One needs to be very careful when proposing a heuristically-motivated adversarial defense. Otherwise, one runs the risk of being the next example in a paper like this one, which took a wide variety of heuristic defense papers and showed that stronger attacks completely break most of the defenses.
In fact, Section 5.2.2 completely breaks the defense from a previous paper that considered image cropping and rescaling, bit-depth reduction, and JPEG compression as baseline defenses, in addition to new defense methods called total variance minimization and image quilting. While the original defense paper claimed 60% robust top-1 accuracy, the attack paper totally circumvents the defense, dropping accuracy to 0%.
If compression was all you needed to solve adversarial robustness, then the adversarial robustness literature would already know this fact.

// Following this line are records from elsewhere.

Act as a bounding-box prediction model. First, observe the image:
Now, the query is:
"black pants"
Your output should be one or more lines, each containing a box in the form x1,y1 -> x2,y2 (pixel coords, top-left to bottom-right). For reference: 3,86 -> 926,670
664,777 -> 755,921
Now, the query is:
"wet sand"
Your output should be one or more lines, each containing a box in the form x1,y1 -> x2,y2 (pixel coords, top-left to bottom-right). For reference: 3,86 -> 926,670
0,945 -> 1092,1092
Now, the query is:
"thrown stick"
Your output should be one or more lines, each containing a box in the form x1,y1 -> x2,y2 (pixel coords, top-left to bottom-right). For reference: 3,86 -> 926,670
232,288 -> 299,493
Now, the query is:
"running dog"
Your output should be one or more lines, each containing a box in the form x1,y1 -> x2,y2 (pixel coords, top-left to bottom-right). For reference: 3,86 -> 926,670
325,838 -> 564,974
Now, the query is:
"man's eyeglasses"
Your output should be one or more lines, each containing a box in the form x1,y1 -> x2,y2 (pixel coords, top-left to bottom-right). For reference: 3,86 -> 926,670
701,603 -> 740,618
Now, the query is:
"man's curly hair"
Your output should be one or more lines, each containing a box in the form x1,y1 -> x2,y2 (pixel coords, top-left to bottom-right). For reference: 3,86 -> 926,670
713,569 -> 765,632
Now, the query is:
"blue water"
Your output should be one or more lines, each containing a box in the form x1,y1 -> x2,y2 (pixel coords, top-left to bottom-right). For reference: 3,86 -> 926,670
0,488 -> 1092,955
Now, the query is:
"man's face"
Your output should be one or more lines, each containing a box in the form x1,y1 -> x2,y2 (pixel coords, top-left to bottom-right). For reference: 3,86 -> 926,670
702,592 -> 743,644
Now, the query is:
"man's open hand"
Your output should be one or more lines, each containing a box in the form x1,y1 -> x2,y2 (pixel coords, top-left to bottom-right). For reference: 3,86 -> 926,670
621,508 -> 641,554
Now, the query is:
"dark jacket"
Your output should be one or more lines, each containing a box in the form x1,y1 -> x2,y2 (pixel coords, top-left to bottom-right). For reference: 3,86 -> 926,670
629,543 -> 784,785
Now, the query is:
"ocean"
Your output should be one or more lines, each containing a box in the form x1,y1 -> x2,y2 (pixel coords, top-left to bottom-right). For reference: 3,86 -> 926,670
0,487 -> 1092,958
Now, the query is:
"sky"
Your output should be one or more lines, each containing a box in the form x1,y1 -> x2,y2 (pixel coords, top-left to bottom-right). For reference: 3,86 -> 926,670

My current understanding is that an adversarial defense paper should measure certified robustness to ensure that no future attack will break the defense. This paper gives an example of certified robustness. However, I’m not a total expert in adversarial defense methodology, so I’d encourage anyone considering writing an adversarial defense paper to talk to such an expert.
Did you try searching for similar ideas to your work in the broader academic literature? There seems to be lots of closely related work that you’d find interesting. For example:
Elite BackProp: Training Sparse Interpretable Neurons. They train CNNs to have “class-wise activation sparsity.” They claim their method achieves “high degrees of activation sparsity with no accuracy loss” and “can assist in understanding the reasoning behind a CNN.”
Accelerating Convolutional Neural Networks via Activation Map Compression. They “propose a three-stage compression and acceleration pipeline that sparsifies, quantizes, and entropy encodes activation maps of Convolutional Neural Networks.” The sparsification step adds an L1 penalty to the activations in the network, which they do at finetuning time. The work just examines accuracy, not interpretability.
Enhancing Adversarial Defense by k-Winners-Take-All. Proposes the k-Winners-Take-All activation function, which keeps only the k largest activations and sets all other activations to 0. This is a drop-in replacement during neural network training, and they find it improves adversarial robustness in image classification. How Can We Be So Dense? The Benefits of Using Highly Sparse Representations also uses the k-Winners-Take-All activation function, among other sparsification techniques.
The Neural LASSO: Local Linear Sparsity for Interpretable Explanations. Adds an L1 penalty to the gradient wrt the input. The intuition is to make the final output have a “sparse local explanation” (where “local explanation” = input gradient)
Adaptively Sparse Transformers. They replace softmax with α-entmax, “a differentiable generalization of softmax that allows low-scoring words to receive precisely zero weight.” They claim “improve[d] interpretability and [attention] head diversity” and also that “at no cost in accuracy, sparsity in attention heads helps to uncover different head specializations.”
Interpretable Neural Predictions with Differentiable Binary Variables. They train two neural networks. One “selects a rationale (i.e. a short and informative part of the input text)”, and the other “classifies… from the words in the rationale alone.”
I ask because your paper doesn’t seem to have a related works section, and most of your citations in the intro are from other safety research teams (eg Anthropic, OpenAI, CAIS, and Redwood.)